Breaking News
Mode Gelap
Artikel teks besar

Kejagung Tetapkan Sekretaris Deputi BGN Jadi Tersangka Baru Kasus Korupsi MBG

                           (Doc-nixnews)

Jakarta, bukainnews.id – Jumlah tersangka dalam perkara dugaan korupsi tata kelola program Makanan Bergizi Gratis (MBG) periode 2025–2026 kembali bertambah.

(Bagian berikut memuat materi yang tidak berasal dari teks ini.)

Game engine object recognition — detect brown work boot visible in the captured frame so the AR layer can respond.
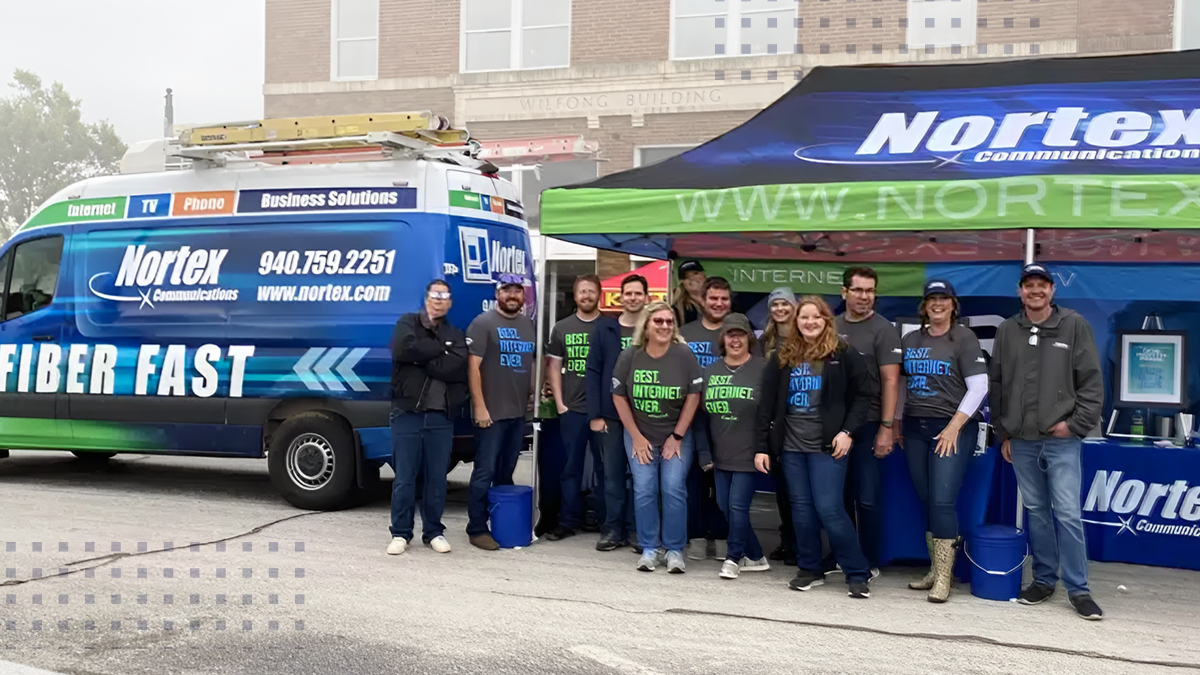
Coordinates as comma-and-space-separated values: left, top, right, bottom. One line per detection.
470, 532, 500, 551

Kejaksaan Agung menetapkan Sekretaris Deputi Bidang Promosi dan Kerja Sama Badan Gizi Nasional (BGN), Brigjen Polisi Lalu Muhammad Iwan Mahardan, sebagai tersangka baru dalam kasus tersebut.

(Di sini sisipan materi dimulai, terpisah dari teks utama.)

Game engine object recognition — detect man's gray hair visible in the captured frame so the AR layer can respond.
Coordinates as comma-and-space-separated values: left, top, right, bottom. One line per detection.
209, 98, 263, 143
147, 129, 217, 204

Lalu Muhammad Iwan, yang juga pernah menjabat sebagai Kepala Biro Hukum dan Humas BGN, telah ditahan sejak Rabu (1/7) di Rumah Tahanan Kejaksaan Negeri Jakarta Selatan.

Direktur Penyidikan Jaksa Agung Muda Tindak Pidana Khusus (Jampidsus), Syarif Sulaiman, menjelaskan penetapan tersangka dilakukan setelah penyidik menemukan dugaan keterlibatan Lalu Muhammad Iwan dalam pengadaan perlengkapan untuk mitra Satuan Pelayanan Pemenuhan Gizi (SPPG).

Menurut penyidik, tersangka diduga meminta sejumlah pihak mendirikan sebuah perusahaan yang akan digunakan sebagai sarana penjualan ompreng (food tray) kepada calon mitra SPPG.

"Jadi perannya adalah, pada tahun 2025, Saudara LMI meminta saksi YCS dan RD mendirikan suatu perusahaan ya, dengan tujuan sarana untuk melakukan penjualan alat berupa food tray kepada calon mitra SPPG dengan harga yang sudah ditentukan oleh tersangka LMI ya," ujar Syarif.

Ia melanjutkan bahwa harga penjualan yang ditetapkan tersebut diduga telah memasukkan bagian tertentu yang diperuntukkan bagi tersangka agar proses persetujuan terhadap mitra dapat berjalan.

"Jadi dalam harga tersebut itu termasuk ada bagian kepada Saudara LMI untuk supaya titik tersebut di-approve atau disetujui ya dengan penjualan ompreng itu," sambungnya.

Atas perbuatannya, Lalu Muhammad Iwan dijerat dengan Pasal 12 huruf a, Pasal 12B, atau Pasal 12 huruf e Undang-Undang tentang Pemberantasan Tindak Pidana Korupsi.

Menanggapi perkembangan perkara tersebut, Polri menyatakan menghormati sekaligus mendukung proses hukum yang sedang dilakukan oleh Kejaksaan Agung.

"Polri mendukung dan menghormati proses penegakan hukum dalam kasus korupsi MBG yang dilakukan Kejaksaan Agung," kata Kadiv Humas Polri, Irjen Pol Johnny Eddizon Isir, dalam keterangannya.

Sebelum penetapan Lalu Muhammad Iwan, Kejaksaan Agung lebih dahulu menetapkan enam orang sebagai tersangka dalam perkara yang sama, yakni mantan Kepala BGN Dadan Hindayana, mantan Wakil Kepala BGN Lodewyk Pusung, mantan Wakil Kepala BGN Sony Sonjaya, Asep Yusuf Somantri, Komisaris PT Yasa Artha Trimanunggal Andri Mulyono, serta Ketua Yayasan Indonesia Food Security Review, Glory Harimas Sihombing.